In order to solve this problem, offline companies are utilizing the supply chain network created by e-commerce companies over the past several years. Jingdong (JD), which operates the e-commerce site JD.com, provides an efficient order management system in which orders made through a mobile application are sent directly from JD's warehouse to shops. This system is mainly used by shops in rural areas and provincial cities. Alibaba, China's largest e-commerce company, has invested in companies with specialized supply chains, such as alcoholic beverages. Alibaba is strengthening its supply chain by providing its own data analysis and digital technology, in addition to expanding the order management system similar to that of JD. Since Alibaba's own supply chain is not as strong as JD.com, it aims to further strengthen it by investing in other companies.

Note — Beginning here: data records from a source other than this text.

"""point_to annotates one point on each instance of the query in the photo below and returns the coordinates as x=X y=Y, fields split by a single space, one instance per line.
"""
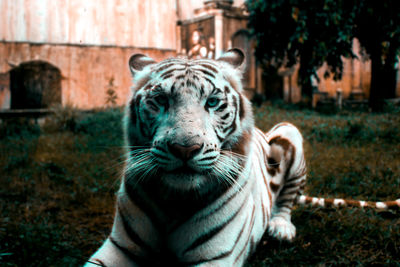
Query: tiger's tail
x=339 y=202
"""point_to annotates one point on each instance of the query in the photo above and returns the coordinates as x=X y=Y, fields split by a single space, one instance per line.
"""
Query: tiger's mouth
x=183 y=170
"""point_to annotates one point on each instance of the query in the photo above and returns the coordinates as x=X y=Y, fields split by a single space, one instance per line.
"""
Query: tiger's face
x=187 y=122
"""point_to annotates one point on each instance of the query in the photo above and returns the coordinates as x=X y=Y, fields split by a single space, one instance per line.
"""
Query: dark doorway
x=35 y=84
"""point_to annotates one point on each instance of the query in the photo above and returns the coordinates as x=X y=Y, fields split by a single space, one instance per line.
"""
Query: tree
x=309 y=32
x=377 y=26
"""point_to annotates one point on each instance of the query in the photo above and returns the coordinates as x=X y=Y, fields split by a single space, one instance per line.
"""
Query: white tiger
x=202 y=184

Sign 3: Alliances and M&A with Overseas Manufacturers
Overseas investments and M&A by Chinese companies have continued to increase under the government's Belt and Road Initiative. Recently, such cases are increasing in the healthcare field, including the acquisition of a major Australian health food company by a Chinese powdered milk maker, and 10% investment of a Chinese insurance company in Tsumura, a Japanese herbal medicine maker.

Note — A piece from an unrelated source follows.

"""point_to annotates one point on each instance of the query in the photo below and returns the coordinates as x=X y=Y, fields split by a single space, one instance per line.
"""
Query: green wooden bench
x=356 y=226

The purpose of these investments by Chinese companies is to acquire expertise in areas such as quality control and manufacturing technology and to acquire the right to sell famous overseas brands in China. Since supply chain and manufacturer functions are indispensable for acquiring bona fide consumers, capital alliances, business alliances, and M&As with overseas companies possessing such expertise will accelerate further in the future.

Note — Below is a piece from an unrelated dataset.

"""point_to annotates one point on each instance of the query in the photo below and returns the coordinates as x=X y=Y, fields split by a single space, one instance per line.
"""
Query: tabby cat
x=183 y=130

Changing Approach of China's Distribution and Retail Industry from Focus on Expansion to Pursuit of Quality
Based on the above signs, we can expect a noticeable shift in the future trends of China’s distribution and retail industry, from a focus on expansion to the pursuit of quality. The construction of an ecosphere (which encompasses all businesses related to daily life, such as retail, e-commerce, services, and finance) by major online businesses will be completed. This will lead to an expansion in investment areas to strengthen the quality of products and services, and the quality of supply chains.
The Chinese distribution and retail industry, Alibaba and Tencent in particular, have accumulated consumer big data. Leveraging this strength will enable further innovation in business models in the industry and strengthen supply chains. In order to achieve this, it is essential for them to cooperate with not only Chinese companies but with overseas companies as well.
Chinese companies are attracted by the supply chain expertise cultivated by the Japanese distribution and retail industry, and the product development and manufacturing expertise cultivated by Japanese manufacturers. Thus, opportunities for strategic alliances and M&A between Japanese and Chinese companies will increase in the future.